Deficit Forecast to Reach 2.2%
India's current account deficit is projected to widen significantly to 2.2% of GDP in the current fiscal year, according to rating agency Crisil. This figure represents a substantial increase from the 0.8% deficit recorded in fiscal 2026. The primary drivers identified are soaring global oil prices and ongoing imbalances in merchandise trade, which are impacting the nation's external balance.
Oil Prices Drive Up Costs
The main reason for the widening deficit is Crisil's revised forecast for Brent crude oil prices. The agency now expects Brent crude to average between $90 and $95 per barrel this fiscal year, a jump of about 32% from fiscal 2026. These higher energy costs directly affect India's balance of payments and will test its external finances. Notably, oil makes up 36% of India's total goods trade deficit.

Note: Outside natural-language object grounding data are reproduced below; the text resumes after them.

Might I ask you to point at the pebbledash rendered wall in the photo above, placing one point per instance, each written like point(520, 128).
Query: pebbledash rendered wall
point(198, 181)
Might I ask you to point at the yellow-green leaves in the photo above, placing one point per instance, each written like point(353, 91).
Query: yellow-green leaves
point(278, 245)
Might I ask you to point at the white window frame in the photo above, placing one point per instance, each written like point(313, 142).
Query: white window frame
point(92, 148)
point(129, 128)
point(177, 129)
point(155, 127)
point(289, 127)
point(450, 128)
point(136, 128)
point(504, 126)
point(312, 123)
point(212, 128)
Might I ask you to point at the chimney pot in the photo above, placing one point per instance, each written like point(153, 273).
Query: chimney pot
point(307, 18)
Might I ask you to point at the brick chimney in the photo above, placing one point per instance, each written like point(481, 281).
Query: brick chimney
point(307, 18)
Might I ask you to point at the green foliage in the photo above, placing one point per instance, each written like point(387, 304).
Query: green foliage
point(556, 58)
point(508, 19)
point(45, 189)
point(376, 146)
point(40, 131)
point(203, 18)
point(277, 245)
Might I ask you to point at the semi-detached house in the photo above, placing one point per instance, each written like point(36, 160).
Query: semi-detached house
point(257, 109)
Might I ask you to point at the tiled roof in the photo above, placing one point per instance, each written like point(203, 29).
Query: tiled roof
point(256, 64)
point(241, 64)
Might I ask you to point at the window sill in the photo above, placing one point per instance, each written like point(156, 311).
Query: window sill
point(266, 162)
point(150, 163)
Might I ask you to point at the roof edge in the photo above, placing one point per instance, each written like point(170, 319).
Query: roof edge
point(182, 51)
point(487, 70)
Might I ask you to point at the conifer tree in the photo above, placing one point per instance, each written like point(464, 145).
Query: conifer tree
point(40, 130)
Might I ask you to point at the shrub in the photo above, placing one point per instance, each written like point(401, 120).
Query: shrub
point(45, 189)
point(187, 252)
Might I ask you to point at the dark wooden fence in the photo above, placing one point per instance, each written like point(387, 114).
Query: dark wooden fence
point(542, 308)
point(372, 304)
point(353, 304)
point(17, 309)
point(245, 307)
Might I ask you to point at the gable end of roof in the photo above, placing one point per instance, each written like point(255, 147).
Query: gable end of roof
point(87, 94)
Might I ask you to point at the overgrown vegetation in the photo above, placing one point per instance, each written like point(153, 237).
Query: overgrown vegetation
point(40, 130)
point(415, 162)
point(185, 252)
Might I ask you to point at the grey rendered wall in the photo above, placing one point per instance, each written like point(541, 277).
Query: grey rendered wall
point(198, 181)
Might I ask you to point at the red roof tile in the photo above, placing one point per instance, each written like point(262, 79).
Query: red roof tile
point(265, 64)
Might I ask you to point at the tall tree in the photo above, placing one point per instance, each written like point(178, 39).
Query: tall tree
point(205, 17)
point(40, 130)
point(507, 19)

Merchandise Trade and Remittances
Beyond oil prices, goods exports face pressure from global trade disruptions and softening international demand, according to Crisil. Further complicating the situation, ongoing conflict in West Asia could disrupt oil and gas output, potentially impacting vital remittances sent to India from the region. The country's merchandise trade deficit widened to $28.4 billion in April, up from $20.7 billion in March.
Services Sector Offers Buffer
On a more positive note, services exports proved strong, growing 13.4% year-on-year in April. This sector has become a key buffer as services imports declined for a second consecutive month. The resulting services trade surplus grew to $20.6 billion, helping to offset the widening deficit in goods trade and supporting the country's overall trade balance.